What can you do to protect your organization from inadvertently screwing up like this, and making it onto this lineup?
First, know what is worth protecting. In reference to “wall of shame” avoidance, you need to know what constitutes Protected Health Information, or PHI.
What is PHI
PHI, as defined by the Health Insurance Portability and Accountability Act of 1996 (HIPAA), means any information recorded in any form/medium (or shared orally) that meets both of the following criteria:
- Is created or received by a health care provider, health plan, employer, or health care clearinghouse; and
- Relates to the past, present, or future physical or mental health or condition of an individual; the provision of health care to an individual; or the past, present, or future payment for the provision of health care to an individual; and
- That identifies the individual; or
- With respect to which there is a reasonable basis to believe the information can be used to identify the individual.

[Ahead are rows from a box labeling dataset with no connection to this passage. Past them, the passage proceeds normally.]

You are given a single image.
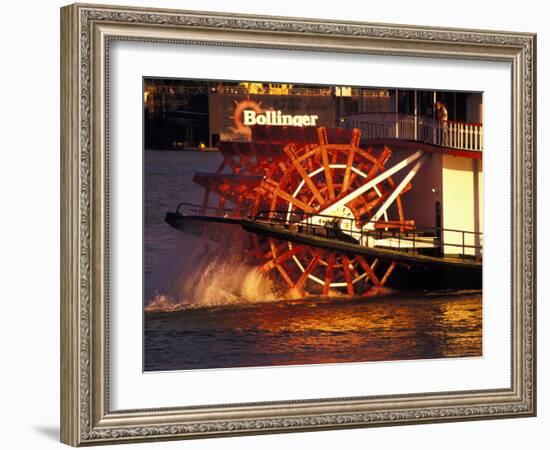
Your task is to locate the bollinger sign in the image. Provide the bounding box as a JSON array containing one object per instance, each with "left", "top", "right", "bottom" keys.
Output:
[{"left": 243, "top": 109, "right": 319, "bottom": 127}]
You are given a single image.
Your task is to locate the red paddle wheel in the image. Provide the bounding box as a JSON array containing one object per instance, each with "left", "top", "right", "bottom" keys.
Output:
[{"left": 194, "top": 127, "right": 413, "bottom": 296}]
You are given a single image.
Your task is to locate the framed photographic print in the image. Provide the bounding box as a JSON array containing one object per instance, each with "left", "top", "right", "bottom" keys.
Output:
[{"left": 61, "top": 5, "right": 536, "bottom": 446}]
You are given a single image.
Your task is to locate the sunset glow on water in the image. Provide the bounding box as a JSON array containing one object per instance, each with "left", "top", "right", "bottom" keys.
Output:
[{"left": 143, "top": 151, "right": 482, "bottom": 371}]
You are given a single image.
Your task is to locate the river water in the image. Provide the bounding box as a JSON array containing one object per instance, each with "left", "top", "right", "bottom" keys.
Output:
[{"left": 143, "top": 151, "right": 482, "bottom": 371}]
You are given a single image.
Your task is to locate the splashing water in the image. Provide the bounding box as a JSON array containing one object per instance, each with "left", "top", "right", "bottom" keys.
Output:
[{"left": 145, "top": 256, "right": 286, "bottom": 312}]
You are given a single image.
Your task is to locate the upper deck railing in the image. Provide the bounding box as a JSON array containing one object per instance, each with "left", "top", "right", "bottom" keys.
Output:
[{"left": 343, "top": 113, "right": 483, "bottom": 152}]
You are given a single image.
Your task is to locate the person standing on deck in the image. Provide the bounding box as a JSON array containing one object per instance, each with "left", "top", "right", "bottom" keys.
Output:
[{"left": 435, "top": 101, "right": 449, "bottom": 145}]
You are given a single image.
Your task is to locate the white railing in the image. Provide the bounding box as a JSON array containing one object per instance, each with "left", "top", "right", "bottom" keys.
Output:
[{"left": 343, "top": 113, "right": 483, "bottom": 151}]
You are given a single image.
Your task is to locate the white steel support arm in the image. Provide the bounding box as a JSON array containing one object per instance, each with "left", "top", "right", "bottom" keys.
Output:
[
  {"left": 363, "top": 155, "right": 428, "bottom": 230},
  {"left": 317, "top": 150, "right": 425, "bottom": 215}
]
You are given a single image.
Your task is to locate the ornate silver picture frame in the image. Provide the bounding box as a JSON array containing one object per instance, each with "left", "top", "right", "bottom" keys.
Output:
[{"left": 61, "top": 4, "right": 536, "bottom": 446}]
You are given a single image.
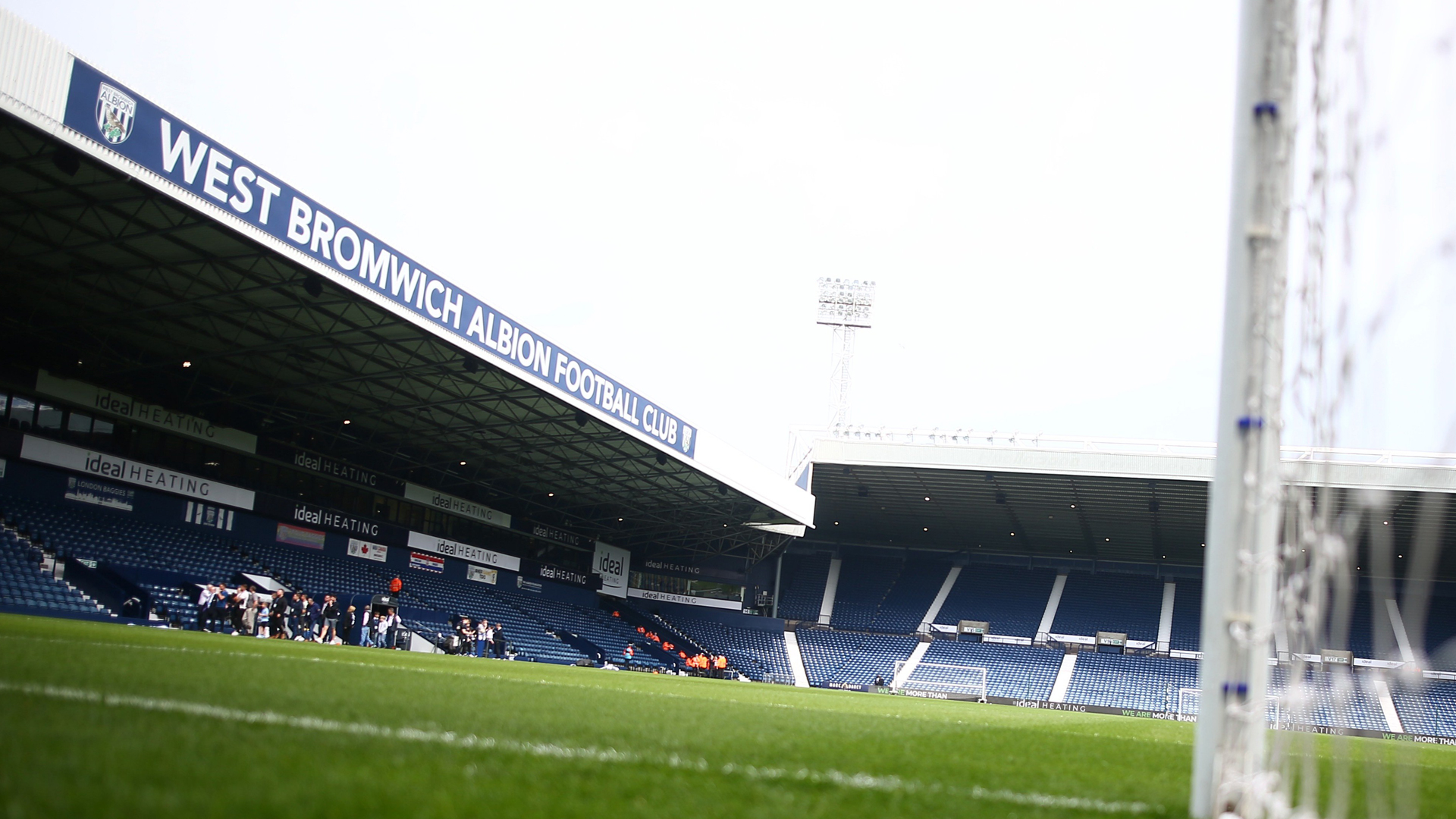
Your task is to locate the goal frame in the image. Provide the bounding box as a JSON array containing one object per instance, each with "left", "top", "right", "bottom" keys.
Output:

So, depending upon what service your organization provides, and even possibly where you are located, what you need to protect will vary.
Location, Location, Location
Why would location matter? Take, for example, one of our clients who provide healthcare services to individuals with HIV or AIDS in a dense urban setting where tens of thousands of people live within a single ZIP Code. Inadvertent disclosure of just a five digit ZIP Code from this dense urban area would not alone constitute a HIPAA breach.
Take a similar provider providing HIV/AIDS services in a sparsely populated, rural region, and all bets are off. ZIP code alone might be enough to identify that person.